Combination regimens that include SHP2 inhibitors may also be needed for certain oncogenic drivers that are more difficult to target with just a single targeted drug, including tumors with KRAS or PIK3CA mutations, Rothenberg said.
Researchers are exploring SHP2 inhibitor combinations in KRAS-mutant tumors in several ongoing studies. BridgeBio Pharma is conducting a study of its SHP2 inhibitor BBP-398 with Bristol Myers Squibb's checkpoint inhibitor Opdivo (nivolumab) in KRAS-mutant NSCLC, and Amgen is evaluating its KRAS inhibitor Lumakras (sotorasib) with BridgeBio's BBP-398 in KRAS-mutant tumors.
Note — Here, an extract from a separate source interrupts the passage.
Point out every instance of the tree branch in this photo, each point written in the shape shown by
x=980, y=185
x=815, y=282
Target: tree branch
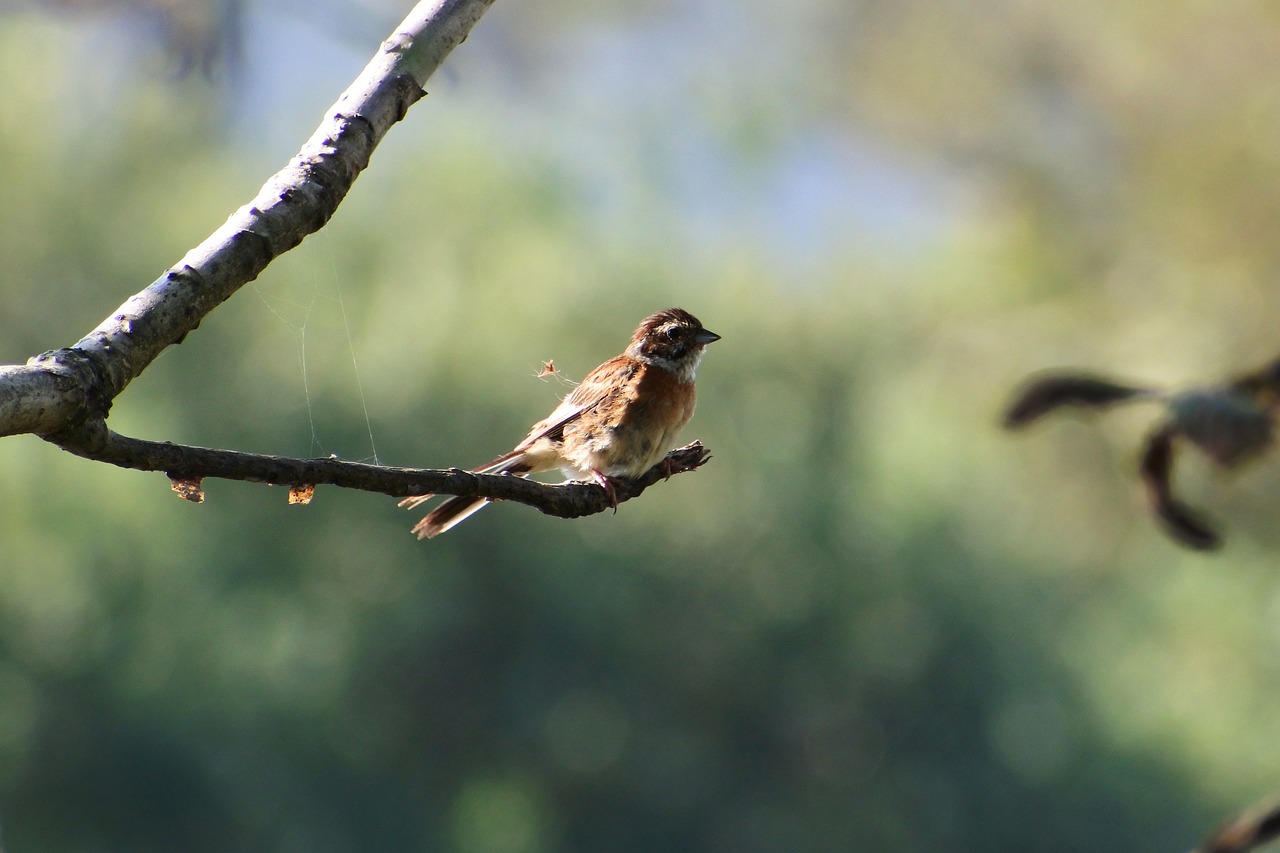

Other companies developing SHP2 inhibitors include Revolution Medicines, Erasca, and Genentech, which acquired an agent from Relay Therapeutics in 2020. Pfizer also acquired PF-07284892 from Array Biopharma in its 2019 deal. All of these companies are in early-stage trials for their SHP2 inhibitors combined with other targeted therapies, including KRAS, MEK, EGFR, ERK, and checkpoint inhibitors.
While Pfizer's Phase I trial of PF-07284892 is still in early stages, the firm is already looking ahead to larger studies. Next, researchers are planning trials where they'll study PF-07284892 combination regimens from the beginning "in appropriate biomarker-selected patients, for whom concomitant inhibition with a SHP2 inhibitor may overcome or delay relevant resistance mechanisms or pathways," Rothenberg said.
Pfizer plans to continue exploring PF-07284892 in the tumor types included in the Phase I study – lung, colorectal, ovarian, and pancreatic – and may expand into others if data suggests adding a SHP2 inhibitor may provide clinical benefit.
"We hope that PF-07284892, and the unique trial design, illustrates the importance of getting the right drug to the right patients as part of the right treatment … early in the clinical development of new cancer drugs," Rothenberg said.